Tam bir hezeyan. Koalisyon protokolü hayatın daha da pahalılaşacağı, yoksulluğun artacağı ve benzin fiyatlarının bariz bir şekilde yükseleceğini göstermekte. Ama bundan daha tehlikeli maddeler var. Mesela Wilders sözde camii ve diğer kültür derneklerini kapatma planını rafa kaldırdı ama protokolü incelediğimizde bu derneklere yönelik teftiş uygulamasına başlanılacağı yazıyor. Yani din özgürlüğüne ciddi bir kısıtlama getirilecek. Çocuklara yönelik verilen eğitime devlet müdahale edecek.
Öngörülen yeni yasa ile birlikte camilerde ders veren eğitimcilerden tutun ders kitaplarına kadar devlet karışacak. Bu yasa yürürlüğe girdikten sonra bir sonraki adım ne? Kuran yasağımı? Onu zaman gösterecek ama zamanla dernekleri engelleyici politikalar normalleşecek, yani bir sonraki adım daha da kolaylaşacak.

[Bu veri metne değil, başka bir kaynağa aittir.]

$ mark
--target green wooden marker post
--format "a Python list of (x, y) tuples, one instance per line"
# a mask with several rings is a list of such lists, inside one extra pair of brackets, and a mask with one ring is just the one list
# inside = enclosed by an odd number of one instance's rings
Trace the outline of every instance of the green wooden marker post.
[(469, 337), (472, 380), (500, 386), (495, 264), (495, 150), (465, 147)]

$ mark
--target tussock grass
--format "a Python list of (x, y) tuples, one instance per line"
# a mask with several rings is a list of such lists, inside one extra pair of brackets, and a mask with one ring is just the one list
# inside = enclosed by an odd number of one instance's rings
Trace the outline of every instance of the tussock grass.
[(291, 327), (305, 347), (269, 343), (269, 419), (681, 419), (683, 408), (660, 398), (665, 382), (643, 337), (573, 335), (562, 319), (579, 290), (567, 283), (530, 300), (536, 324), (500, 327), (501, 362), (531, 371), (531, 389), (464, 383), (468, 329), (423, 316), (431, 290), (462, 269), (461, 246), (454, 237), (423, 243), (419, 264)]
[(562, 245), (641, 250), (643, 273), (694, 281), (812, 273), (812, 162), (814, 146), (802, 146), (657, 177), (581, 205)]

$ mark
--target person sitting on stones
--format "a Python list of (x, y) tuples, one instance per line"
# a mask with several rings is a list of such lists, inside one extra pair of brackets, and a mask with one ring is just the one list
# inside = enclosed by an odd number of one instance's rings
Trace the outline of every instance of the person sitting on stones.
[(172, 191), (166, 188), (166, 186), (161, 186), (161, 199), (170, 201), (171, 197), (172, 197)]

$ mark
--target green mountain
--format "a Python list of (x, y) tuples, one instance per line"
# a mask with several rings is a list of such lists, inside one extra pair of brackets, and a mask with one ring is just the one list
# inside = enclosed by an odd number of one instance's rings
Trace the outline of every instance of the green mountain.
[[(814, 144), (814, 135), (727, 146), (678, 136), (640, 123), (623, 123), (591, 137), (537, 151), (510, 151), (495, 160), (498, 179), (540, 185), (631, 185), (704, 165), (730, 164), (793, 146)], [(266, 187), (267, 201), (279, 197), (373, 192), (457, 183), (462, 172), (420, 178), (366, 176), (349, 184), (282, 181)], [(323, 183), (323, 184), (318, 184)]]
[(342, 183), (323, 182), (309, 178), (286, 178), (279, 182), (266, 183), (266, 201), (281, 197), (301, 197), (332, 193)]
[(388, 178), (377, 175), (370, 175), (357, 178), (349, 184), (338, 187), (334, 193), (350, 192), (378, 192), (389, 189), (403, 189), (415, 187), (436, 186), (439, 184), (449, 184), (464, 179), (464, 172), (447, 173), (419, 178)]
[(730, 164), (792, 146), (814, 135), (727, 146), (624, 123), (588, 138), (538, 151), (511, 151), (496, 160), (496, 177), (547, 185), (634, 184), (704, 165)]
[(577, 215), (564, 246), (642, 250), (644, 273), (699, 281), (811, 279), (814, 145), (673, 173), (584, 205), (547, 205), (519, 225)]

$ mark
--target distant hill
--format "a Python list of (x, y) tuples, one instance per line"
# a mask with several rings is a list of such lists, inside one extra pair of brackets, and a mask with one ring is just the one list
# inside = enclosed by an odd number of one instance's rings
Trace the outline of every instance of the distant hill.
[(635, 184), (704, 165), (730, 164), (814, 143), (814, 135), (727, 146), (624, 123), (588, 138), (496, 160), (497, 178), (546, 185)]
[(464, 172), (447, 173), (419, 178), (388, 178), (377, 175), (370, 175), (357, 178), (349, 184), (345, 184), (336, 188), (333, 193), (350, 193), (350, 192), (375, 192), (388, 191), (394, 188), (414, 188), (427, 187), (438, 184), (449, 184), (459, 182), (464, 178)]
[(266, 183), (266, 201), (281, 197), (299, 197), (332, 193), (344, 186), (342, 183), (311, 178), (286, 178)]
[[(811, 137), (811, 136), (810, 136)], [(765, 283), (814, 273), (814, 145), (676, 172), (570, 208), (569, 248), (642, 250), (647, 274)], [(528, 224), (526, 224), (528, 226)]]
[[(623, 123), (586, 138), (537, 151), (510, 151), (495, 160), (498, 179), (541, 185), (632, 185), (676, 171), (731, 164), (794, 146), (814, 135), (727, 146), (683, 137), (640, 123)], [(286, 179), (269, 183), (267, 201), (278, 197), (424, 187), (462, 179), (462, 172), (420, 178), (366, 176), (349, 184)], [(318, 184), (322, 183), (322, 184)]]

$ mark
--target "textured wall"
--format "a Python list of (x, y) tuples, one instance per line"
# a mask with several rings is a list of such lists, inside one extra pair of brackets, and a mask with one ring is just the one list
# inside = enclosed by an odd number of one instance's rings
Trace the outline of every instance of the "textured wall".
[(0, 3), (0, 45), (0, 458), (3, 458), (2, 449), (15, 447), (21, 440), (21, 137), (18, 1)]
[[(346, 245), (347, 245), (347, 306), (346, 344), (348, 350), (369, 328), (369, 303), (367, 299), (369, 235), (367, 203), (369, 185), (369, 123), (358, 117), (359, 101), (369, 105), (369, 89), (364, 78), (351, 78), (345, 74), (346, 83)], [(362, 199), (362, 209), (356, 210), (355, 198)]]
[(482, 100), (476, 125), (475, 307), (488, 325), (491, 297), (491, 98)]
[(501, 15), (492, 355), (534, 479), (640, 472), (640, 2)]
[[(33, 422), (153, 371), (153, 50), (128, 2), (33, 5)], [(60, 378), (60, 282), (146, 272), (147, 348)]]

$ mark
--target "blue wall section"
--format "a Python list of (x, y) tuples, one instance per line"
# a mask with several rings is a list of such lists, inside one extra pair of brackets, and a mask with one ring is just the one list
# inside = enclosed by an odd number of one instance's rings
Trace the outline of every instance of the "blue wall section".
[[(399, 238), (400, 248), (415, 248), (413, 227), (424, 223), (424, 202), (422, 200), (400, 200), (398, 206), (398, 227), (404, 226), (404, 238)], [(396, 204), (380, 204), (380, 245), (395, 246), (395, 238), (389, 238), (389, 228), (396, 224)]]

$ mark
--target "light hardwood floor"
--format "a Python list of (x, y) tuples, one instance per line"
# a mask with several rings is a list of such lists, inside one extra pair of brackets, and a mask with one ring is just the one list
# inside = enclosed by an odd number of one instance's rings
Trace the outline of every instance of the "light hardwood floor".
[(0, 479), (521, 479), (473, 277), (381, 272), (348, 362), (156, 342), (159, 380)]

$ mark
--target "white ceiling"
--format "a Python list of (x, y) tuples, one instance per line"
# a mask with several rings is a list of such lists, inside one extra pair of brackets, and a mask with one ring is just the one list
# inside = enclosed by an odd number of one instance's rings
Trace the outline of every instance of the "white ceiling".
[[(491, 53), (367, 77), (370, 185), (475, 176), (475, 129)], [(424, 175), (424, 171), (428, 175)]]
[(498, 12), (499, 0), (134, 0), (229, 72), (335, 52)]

Aynı zamanda Hollanda’da birçok insanın süresiz oturum izni var. Protokolde süresiz oturum izni uygulamasının sonlandırılacağı yer alıyor. Bu hezeyanı ifade etmek için tüm gazeteyi doldurabiliriz ama peyderpey toplum ile paylaşıyoruz.
– Filistin’de yaşanan soykırıma dikkat çeken, o konuda önerge veren tek partisiniz. Sizin bu hassasiyetiniz mecliste ve kamuoyunda Nasıl bir karşılık buluyor?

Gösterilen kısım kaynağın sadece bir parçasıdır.